A crowd of 2500 people gathered in the north-western town of Manokwari this week to raise the banned Morning Star flag and welcome the pro-independence campaigners, according to the West Papua Freedom Flotilla website.
An activist based in Manokwari, Yoab Syatfle, said a large crowd voiced its support and said the event was significant as it was the first sea convoy for peace and justice to travel to the Indonesian-ruled province.
The West Papua Freedom Flotilla was warned by Indonesia not to enter its waters illegally, and said the boats had no clearance.
One of the flotilla organisers, the Aboriginal elder Kevin Buzzacott, told Pacific Media Watch recently that all the campaigners have been issued “Aboriginal passports”.

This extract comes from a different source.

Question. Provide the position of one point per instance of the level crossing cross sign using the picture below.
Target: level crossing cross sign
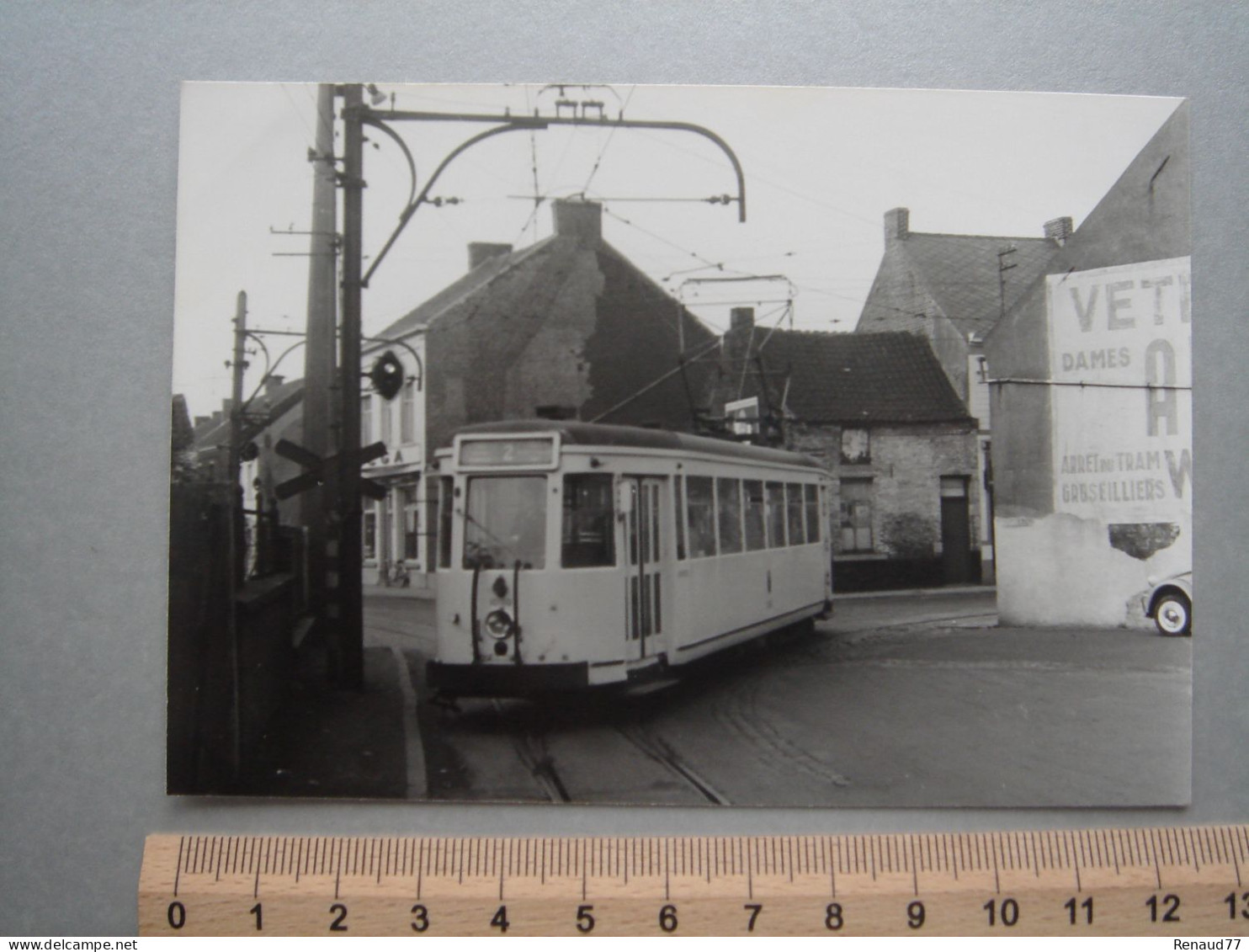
(325, 471)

He added that authorities in the Indonesian-controlled territory of West Papua would not accept their passports.
“We’ll be jailed and drawn out of the water by the Indonesians if we go too far, too close or something, and rot in the jails over there”, he said.
There was also a second celebratory protest in the town of Fakfak, situated on the western coast of West Papua, where hundreds of supporters gathered under the name of the Festival of Peace and Justice for the West Papuan people.
Australian rallies
A rally was also held in Melbourne this week by the West Papuan Refugee Community.
“Ninety people attended to celebrate the Freedom Flotilla’s courageous and brave creative act of resistance, and protest Indonesia’s deployment of warships and jet fighters to meet the peaceful flotilla of three small yachts”, the Freedom Flotilla wrote in a press release.
Shirley Shackleton, the widow of a journalist killed by Indnesian troops in 1975 and who campaigned for East Timor to become independent, held an appeal condemning Indonesia’s rule of West Papua.
She claimed a recent US$500 million Indonesian purchase of Apache helicopters from the US were made so Indonesia could assert its control over West Papua.
“I want to know who’s going to invade them (Indonesia)? Tonga? Tassie? What’s it for? It’s for the West Papuans. We all know that”, she said.
Watch Shackleton’s eight-minute appeal here
Further solidarity actions are being organised in The Hague in the Netherlands and Port Moresby today, Brisbane (September 2), and Adelaide, Canberra and Sydney on later dates.